In Norway, improving adolescents’ food habits is a national policy goal [31]. Substantial efforts have been made to change the consumption patterns of Norwegian teenagers, who are among the lowest fruit and vegetable consumers in Europe [32] and high consumers of sweetened beverages [33]. Various initiatives, such as information campaigns, school text pamphlets, television and radio announcements and advertisements, have been employed by the national Nutritional Council, often in close collaboration with other organizations and agencies. In order to reach students across all SES groups, several national and regional educational interventions targeting students’ food habits have been trialed in Norwegian schools [34]’[37]. There has been a systematic prioritization of providing fruit and vegetables at schools [38] and in sport halls, and sugar-free mineral water has replaced sugar-added soft drink in vending machines in the vast majority of public schools [34]. Also the grocery industry has been proactive in its marketing of fruit and vegetables, and some grocers reduced the prices of fruit and vegetable by waiving the taxes on fruit and vegetables in 2007, rather than passing them to the consumers. In 2007, a nationwide free (not parent-funded) school fruit program was implemented in all Norwegian secondary schools (grades 8’10) and all combined schools (grades 1’10) in 2007. This is possibly the most comprehensive and costly (230 million NKR/27 million Euro in 2011) initiative targeting Norwegian adolescents’ consumption of fruit and vegetables, and it provides all children in lower secondary schools and combined schools with a free piece of fruit or a carrot every day. Marketing of sweets and beverages to young people is strictly prohibited in Norway [39],[40] and the government has moreover imposed the world’s highest economic fees on soft drink and other non-alcoholic beverages.

Despite all the attention devoted to adolescents’ food habits in both Norway and other European countries [41],[42], few internationally published studies have evaluated nutrition policies and educational campaigns aimed at teenagers. Moreover, few studies have reported trends in young people’s consumption of fruit, vegetables and sugar-rich products such as sweets and soft drinks. The number of studies that report on the development of dietary inequalities is even more limited. Studies of trends in adolescents’ food habits are highly relevant for the evaluation of nutrition policies and dietary interventions, as well as for assessing the need for further initiatives aimed at improving and equalizing eating habits.

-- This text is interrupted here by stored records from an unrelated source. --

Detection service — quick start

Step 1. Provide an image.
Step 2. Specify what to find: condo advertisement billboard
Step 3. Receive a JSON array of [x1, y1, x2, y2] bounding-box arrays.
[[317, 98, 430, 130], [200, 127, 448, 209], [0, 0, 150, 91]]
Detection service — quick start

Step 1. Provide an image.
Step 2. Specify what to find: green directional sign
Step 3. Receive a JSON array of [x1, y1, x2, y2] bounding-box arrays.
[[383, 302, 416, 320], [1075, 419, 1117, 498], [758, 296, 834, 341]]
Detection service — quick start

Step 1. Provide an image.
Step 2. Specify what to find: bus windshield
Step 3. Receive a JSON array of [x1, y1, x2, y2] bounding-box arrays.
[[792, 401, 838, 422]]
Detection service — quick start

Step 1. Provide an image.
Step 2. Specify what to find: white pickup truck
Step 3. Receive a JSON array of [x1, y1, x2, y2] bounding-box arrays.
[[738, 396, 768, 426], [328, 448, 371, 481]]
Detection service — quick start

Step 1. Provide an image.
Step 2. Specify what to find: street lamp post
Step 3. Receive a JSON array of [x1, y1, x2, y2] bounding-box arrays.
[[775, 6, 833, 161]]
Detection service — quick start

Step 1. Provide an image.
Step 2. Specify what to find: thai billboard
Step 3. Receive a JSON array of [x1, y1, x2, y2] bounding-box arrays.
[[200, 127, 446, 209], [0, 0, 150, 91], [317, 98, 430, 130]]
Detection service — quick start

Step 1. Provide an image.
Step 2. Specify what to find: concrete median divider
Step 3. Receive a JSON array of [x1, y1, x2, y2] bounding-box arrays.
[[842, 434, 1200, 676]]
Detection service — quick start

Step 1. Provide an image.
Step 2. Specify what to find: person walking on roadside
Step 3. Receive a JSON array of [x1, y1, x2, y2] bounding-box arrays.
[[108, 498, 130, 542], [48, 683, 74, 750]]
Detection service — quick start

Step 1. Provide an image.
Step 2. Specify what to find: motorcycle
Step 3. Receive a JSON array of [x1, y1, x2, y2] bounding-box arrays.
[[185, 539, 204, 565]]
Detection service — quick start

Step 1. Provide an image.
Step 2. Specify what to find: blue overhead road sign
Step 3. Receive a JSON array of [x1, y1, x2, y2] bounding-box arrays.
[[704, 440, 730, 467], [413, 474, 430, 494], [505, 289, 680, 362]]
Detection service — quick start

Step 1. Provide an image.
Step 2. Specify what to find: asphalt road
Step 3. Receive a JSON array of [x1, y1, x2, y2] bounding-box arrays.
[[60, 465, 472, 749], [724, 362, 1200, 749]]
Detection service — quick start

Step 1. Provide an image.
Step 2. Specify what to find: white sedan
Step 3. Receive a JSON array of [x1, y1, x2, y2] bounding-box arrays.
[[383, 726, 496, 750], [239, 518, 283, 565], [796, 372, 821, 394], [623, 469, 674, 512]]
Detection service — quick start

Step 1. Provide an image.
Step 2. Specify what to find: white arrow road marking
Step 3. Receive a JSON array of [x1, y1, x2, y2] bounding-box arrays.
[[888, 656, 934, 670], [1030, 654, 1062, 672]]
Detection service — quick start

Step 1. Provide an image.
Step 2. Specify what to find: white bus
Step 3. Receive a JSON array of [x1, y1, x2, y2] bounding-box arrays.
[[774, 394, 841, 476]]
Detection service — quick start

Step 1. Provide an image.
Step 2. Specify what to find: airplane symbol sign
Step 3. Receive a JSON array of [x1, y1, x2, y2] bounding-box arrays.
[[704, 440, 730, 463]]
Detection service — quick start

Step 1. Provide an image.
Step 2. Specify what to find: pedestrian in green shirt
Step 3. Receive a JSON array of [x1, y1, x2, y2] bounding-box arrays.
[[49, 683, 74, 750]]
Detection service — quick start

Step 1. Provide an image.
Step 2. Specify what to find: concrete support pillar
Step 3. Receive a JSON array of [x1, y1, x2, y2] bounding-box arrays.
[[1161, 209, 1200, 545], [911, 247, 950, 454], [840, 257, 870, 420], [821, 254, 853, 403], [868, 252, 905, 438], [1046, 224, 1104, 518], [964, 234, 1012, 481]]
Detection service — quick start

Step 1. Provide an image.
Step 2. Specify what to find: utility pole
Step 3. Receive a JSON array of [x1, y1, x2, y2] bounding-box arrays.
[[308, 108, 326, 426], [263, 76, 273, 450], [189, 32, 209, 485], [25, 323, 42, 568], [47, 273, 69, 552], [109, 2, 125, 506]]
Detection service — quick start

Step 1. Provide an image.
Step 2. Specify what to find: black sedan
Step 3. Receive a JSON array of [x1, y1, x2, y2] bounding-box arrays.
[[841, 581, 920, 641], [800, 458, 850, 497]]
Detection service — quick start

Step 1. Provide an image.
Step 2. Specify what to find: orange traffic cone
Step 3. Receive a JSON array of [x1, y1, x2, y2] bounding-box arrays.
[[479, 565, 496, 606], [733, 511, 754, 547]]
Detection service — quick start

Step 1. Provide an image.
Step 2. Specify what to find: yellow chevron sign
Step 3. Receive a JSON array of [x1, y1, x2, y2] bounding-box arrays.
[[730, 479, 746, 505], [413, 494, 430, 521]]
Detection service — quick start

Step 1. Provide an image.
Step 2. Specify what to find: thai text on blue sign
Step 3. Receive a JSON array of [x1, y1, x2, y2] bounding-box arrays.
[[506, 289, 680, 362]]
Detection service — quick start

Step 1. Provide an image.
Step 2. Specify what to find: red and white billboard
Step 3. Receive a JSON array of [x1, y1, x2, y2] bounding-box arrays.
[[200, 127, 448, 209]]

Such studies are of international interest because they provide knowledge about how policies and interventions influence teenagers’ food habits. Studies of food habits should moreover measure different items individually. Combining fruit and vegetable intake as a single measurement, for example, does not facilitate assessments of whether consumption is meeting the recommendations for fruit and for vegetables individually. As the determinants of fruit intake and vegetable intake may differ, interventions may be more beneficial if tailored specifically for fruit and for vegetable consumption, separately. Moreover, the effects of SES have been shown to vary among food items [25],[28],[43]. Different food items should therefore be studied individually, in terms of both intake recommendations and socio-economic inequality. Differentiation between specific foods is needed to examine individual trends separately and to follow the social gradient more accurately.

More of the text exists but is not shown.